Bonjour Dominik ! Nous sommes très heureux de t’accueillir sur notre site ! Est-ce que tu pourrais te présenter à notre communauté ?

Bonjour, je suis un artiste indépendant abordant divers domaines d’expression libre, dont essentiellement le cinéma,la photographie, la musique et l’écriture, et je vais bientôt suivre une formation d’ouvrier jardinier paysagiste, à temps plein durant les mois qui viennent, en vu de retrouver un emploi rémunéré !

Pourrais-tu nous raconter ton histoire avec la photographie argentique et avec le cinéma ?
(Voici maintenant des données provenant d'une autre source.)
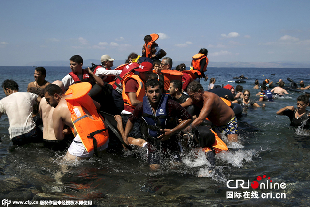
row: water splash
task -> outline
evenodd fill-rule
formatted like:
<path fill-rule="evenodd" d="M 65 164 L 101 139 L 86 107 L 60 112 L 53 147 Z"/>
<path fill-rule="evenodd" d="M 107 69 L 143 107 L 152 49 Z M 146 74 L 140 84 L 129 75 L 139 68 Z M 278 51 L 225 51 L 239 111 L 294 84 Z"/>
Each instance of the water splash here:
<path fill-rule="evenodd" d="M 240 168 L 244 163 L 252 161 L 252 158 L 256 154 L 254 149 L 243 150 L 239 149 L 236 152 L 222 151 L 216 155 L 216 158 L 226 161 L 234 167 Z"/>
<path fill-rule="evenodd" d="M 304 126 L 307 123 L 308 119 L 304 120 L 301 126 L 298 127 L 296 130 L 296 134 L 298 136 L 310 136 L 310 131 L 309 130 L 306 130 L 304 128 Z"/>

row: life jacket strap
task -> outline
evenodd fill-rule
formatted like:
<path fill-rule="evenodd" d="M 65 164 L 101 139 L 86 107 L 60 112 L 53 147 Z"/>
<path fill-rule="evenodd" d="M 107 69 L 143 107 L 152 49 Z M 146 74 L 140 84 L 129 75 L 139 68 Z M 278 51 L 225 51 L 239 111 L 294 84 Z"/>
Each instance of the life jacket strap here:
<path fill-rule="evenodd" d="M 97 157 L 98 157 L 98 146 L 97 146 L 97 140 L 96 140 L 94 135 L 100 133 L 102 132 L 103 132 L 105 130 L 106 130 L 107 129 L 107 128 L 105 128 L 101 130 L 96 130 L 91 133 L 89 134 L 89 135 L 87 136 L 87 138 L 88 138 L 89 139 L 93 139 L 93 150 L 95 152 L 94 154 Z"/>

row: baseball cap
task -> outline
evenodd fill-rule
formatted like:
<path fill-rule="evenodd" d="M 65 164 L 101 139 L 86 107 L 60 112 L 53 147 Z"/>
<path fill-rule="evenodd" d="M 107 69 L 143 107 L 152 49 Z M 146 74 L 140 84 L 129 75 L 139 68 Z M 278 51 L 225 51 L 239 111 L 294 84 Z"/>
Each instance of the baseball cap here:
<path fill-rule="evenodd" d="M 153 69 L 153 64 L 149 62 L 143 62 L 141 63 L 139 68 L 135 69 L 135 71 L 139 72 L 145 72 L 147 71 L 152 71 Z"/>
<path fill-rule="evenodd" d="M 101 59 L 100 59 L 100 61 L 101 62 L 105 62 L 106 61 L 114 61 L 115 59 L 114 58 L 111 58 L 109 55 L 103 55 L 101 56 Z"/>

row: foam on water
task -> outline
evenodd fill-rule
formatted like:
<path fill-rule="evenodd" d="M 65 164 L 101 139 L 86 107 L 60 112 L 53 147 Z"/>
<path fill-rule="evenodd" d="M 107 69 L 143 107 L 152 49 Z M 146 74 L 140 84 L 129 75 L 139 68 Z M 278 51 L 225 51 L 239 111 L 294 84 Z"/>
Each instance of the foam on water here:
<path fill-rule="evenodd" d="M 252 161 L 252 158 L 256 154 L 254 149 L 249 150 L 243 150 L 239 149 L 236 152 L 227 151 L 222 151 L 216 155 L 216 158 L 227 162 L 233 167 L 240 168 L 245 161 L 250 162 Z"/>

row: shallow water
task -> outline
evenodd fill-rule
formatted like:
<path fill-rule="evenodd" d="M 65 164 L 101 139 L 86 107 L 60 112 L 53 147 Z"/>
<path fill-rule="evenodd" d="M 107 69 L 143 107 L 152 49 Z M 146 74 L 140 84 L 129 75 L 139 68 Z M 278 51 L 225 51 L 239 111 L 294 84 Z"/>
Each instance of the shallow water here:
<path fill-rule="evenodd" d="M 70 72 L 69 67 L 46 68 L 49 82 L 61 79 Z M 8 71 L 15 74 L 9 75 Z M 25 92 L 28 83 L 33 81 L 34 71 L 31 67 L 0 67 L 3 74 L 0 82 L 13 79 L 19 84 L 20 91 Z M 249 79 L 240 85 L 244 89 L 250 89 L 251 98 L 256 100 L 258 90 L 252 88 L 256 78 L 260 82 L 267 78 L 275 82 L 282 78 L 288 84 L 286 79 L 290 77 L 296 82 L 302 79 L 310 84 L 308 69 L 210 68 L 208 72 L 209 78 L 216 78 L 216 85 L 229 83 L 235 87 L 236 84 L 228 81 L 244 74 Z M 207 88 L 208 83 L 201 83 Z M 62 159 L 65 152 L 51 151 L 41 143 L 13 146 L 7 117 L 3 115 L 0 119 L 0 200 L 92 201 L 91 205 L 66 205 L 71 206 L 310 206 L 310 132 L 290 127 L 287 117 L 276 115 L 283 107 L 296 107 L 296 98 L 301 94 L 289 93 L 276 98 L 273 103 L 265 103 L 265 108 L 244 111 L 239 120 L 240 142 L 228 145 L 229 151 L 216 155 L 217 169 L 211 173 L 209 163 L 201 152 L 185 152 L 181 166 L 164 162 L 157 172 L 149 170 L 143 149 L 66 163 Z M 1 93 L 0 99 L 4 96 Z M 274 183 L 284 182 L 286 187 L 271 191 L 251 187 L 243 189 L 240 186 L 229 189 L 226 185 L 229 180 L 248 179 L 251 183 L 264 175 Z M 243 195 L 247 191 L 258 191 L 259 198 L 226 198 L 227 192 L 240 192 Z M 273 196 L 285 193 L 286 198 L 261 197 L 270 191 Z M 48 205 L 33 205 L 41 206 Z"/>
Pour autant que je me souvienne, j’ai dû commencer sérieusement la photographie vers l’âge de quinze ans, à l’occasion de voyages d’échanges scolaires en Allemagne et en Espagne, avec l’appareil compact Agfa de ma mère, puis l’appareil reflex Pentax plus professionnel de mon grand-père paternel, qui était lui-même photographe historien régionaliste spécialiste de l’époque romaine de la ville de Trèves en Rhénanie …
Le cinéma m’as toujours fasciné depuis mon plus jeune âge, je me rappelles même de certaines scènes un peu surréalistes, fantaisistes ou fantastiques vues au cinéma, de films mettant en scène le fameux comique français bien connu Louis de Funès, alors que je n’avais que cinq à peine !
J’ai également fait vers mes vingt-cinq ans une école de cinéma à Paris, le Conservatoire Libre du Cinéma Français, en abrégé C.L.C.F., une école privée qui existe toujours du reste sur le quai de l’Oise à Paris, mais je déconseille aux amateurs les écoles de cinéma quelles qu’elles soient, elles ne débouchent vraiment sur aucun emploi possible à terme, à moins d’avoir pour soi une vocation à suivre un parcours de technicien calibré selon les normes industrielles, et de ne manifester aucunes vocations artistiques pour son compte personnel !

En septembre, tu as présenté au musée de l’Éternelle un film 3D intitulé Lomokino Greenhouse Stereo ? Est-ce que tu pourrais nous parler de ce projet techniquement fou ?

C’est en effet ma dernière tentative en date de réalisation d’un film en relief stéréoscopique, au moyen de l’appareil photo Lomokino, selon une technique déjà ancienne de prises de vues stéréoscopiques à la volée dite « Cha-Cha-Cha », puisqu’elle s’inspire d’un pas de danse sur le côté en quelque sorte, les paires d’images gauche puis droite, constitutives des vues stéréoscopiques, sont prises séquentiellement en alternance gauche et droite au pied dansé justement !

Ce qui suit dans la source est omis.